Results: Generated HyperArc SRS plans were highly conformal (CI=1.12+/-0.07, PCI=0.74+/-0.06) with steep dose gradients, GI=3.23+/-0.41 and were able to adequately spare the optic nerve (Dmax=7.9+/-1.7 Gy vs 12.1 Gy, p<0.001) when compared to HyTEC standard. For sufficient PTV (D99%=24.59+/-1.05Gy) coverage, a mean dose to GTV >27.6 Gy vs 25 Gy prescription (p<0.001) was achieved. Maximum dose to brain, brainstem, optic chiasm, and ipsilateral lens were 6.3+/-1.6 Gy, 1.0+/-0.5 Gy, 0.9+/-0.5 Gy, and 10.1+/-5.8 Gy, respectively. Average beam-on time was 8.77+/-1.44 min.

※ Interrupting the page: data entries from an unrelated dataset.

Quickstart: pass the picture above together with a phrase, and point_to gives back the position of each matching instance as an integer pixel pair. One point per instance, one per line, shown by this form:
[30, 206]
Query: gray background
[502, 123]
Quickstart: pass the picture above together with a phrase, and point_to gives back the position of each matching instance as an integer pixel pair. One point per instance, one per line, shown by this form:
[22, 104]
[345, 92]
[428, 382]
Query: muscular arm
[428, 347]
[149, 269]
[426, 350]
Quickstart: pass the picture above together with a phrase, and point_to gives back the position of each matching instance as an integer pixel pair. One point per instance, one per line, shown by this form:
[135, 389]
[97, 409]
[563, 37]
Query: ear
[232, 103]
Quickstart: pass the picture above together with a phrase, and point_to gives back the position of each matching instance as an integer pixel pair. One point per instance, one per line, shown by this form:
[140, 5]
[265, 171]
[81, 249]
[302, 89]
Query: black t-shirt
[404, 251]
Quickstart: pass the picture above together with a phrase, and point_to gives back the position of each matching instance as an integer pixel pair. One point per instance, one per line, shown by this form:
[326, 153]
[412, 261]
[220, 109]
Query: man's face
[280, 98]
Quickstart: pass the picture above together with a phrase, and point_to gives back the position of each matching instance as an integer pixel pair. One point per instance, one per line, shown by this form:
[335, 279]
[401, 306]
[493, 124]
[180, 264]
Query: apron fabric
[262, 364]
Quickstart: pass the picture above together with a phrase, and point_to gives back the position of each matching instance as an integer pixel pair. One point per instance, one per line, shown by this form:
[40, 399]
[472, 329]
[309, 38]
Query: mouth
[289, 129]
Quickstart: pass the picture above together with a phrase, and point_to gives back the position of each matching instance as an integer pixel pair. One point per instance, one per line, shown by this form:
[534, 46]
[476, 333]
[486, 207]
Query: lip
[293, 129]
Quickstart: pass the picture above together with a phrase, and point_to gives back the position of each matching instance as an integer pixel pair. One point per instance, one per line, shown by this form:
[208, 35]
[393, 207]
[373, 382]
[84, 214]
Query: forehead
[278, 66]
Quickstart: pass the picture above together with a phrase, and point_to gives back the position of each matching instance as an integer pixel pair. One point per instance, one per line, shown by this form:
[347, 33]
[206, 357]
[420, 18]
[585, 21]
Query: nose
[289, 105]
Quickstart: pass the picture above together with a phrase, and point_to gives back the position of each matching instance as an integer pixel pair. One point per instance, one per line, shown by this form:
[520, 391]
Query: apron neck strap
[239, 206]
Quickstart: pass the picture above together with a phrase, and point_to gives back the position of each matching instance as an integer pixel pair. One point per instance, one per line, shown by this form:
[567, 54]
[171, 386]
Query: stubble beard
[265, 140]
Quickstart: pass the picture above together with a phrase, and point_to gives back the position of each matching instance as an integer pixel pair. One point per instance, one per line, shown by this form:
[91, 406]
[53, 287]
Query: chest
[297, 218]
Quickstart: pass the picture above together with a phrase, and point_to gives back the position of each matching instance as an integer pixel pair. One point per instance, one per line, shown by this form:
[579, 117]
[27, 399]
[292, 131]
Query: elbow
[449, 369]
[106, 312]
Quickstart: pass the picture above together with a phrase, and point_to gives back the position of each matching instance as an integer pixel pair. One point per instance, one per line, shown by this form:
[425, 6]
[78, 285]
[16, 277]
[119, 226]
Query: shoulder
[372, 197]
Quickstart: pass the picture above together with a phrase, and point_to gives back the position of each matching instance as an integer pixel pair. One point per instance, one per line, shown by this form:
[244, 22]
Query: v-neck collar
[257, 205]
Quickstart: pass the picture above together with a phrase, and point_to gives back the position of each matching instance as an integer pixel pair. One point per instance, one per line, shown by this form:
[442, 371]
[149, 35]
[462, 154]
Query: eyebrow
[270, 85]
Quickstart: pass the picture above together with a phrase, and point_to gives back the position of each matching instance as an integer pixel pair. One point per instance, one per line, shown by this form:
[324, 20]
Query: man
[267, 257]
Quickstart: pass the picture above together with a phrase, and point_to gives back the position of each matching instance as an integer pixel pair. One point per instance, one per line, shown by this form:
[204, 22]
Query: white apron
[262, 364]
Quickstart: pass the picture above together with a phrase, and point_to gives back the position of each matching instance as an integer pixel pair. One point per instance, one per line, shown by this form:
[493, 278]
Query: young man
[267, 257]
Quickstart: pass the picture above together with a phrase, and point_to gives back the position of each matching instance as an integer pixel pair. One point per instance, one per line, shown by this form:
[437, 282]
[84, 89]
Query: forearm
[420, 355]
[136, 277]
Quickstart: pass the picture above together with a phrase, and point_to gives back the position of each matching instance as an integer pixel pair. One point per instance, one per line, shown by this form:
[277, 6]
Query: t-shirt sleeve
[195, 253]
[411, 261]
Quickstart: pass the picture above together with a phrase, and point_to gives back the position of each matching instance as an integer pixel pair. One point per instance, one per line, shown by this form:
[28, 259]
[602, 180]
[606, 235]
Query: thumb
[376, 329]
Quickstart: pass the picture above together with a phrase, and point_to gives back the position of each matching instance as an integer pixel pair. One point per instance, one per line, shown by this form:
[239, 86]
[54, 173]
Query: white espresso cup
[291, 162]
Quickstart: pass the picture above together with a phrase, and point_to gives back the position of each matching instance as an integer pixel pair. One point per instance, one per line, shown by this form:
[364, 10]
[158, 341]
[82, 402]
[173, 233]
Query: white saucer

End-to-end QA indicated a patient-specific QA pass-rate of 99.6+/-0.5% (2%/2mm γ-criteria) with a standalone MC second check resulting in -1.8+/-2.0% agreement with AcurosXB.
Conclusion: HyperArc SRS plans provided sufficient target coverage for intraocular malignancies, adequately spared OARs including optic pathway, and offered a fast, safe, and efficient SRS method. Clinical implementation of HyperArc for intraocular/inter-ocular SRS, including fractionated-SRS is underway via development of a non-invasive eye immobilization method in our institution.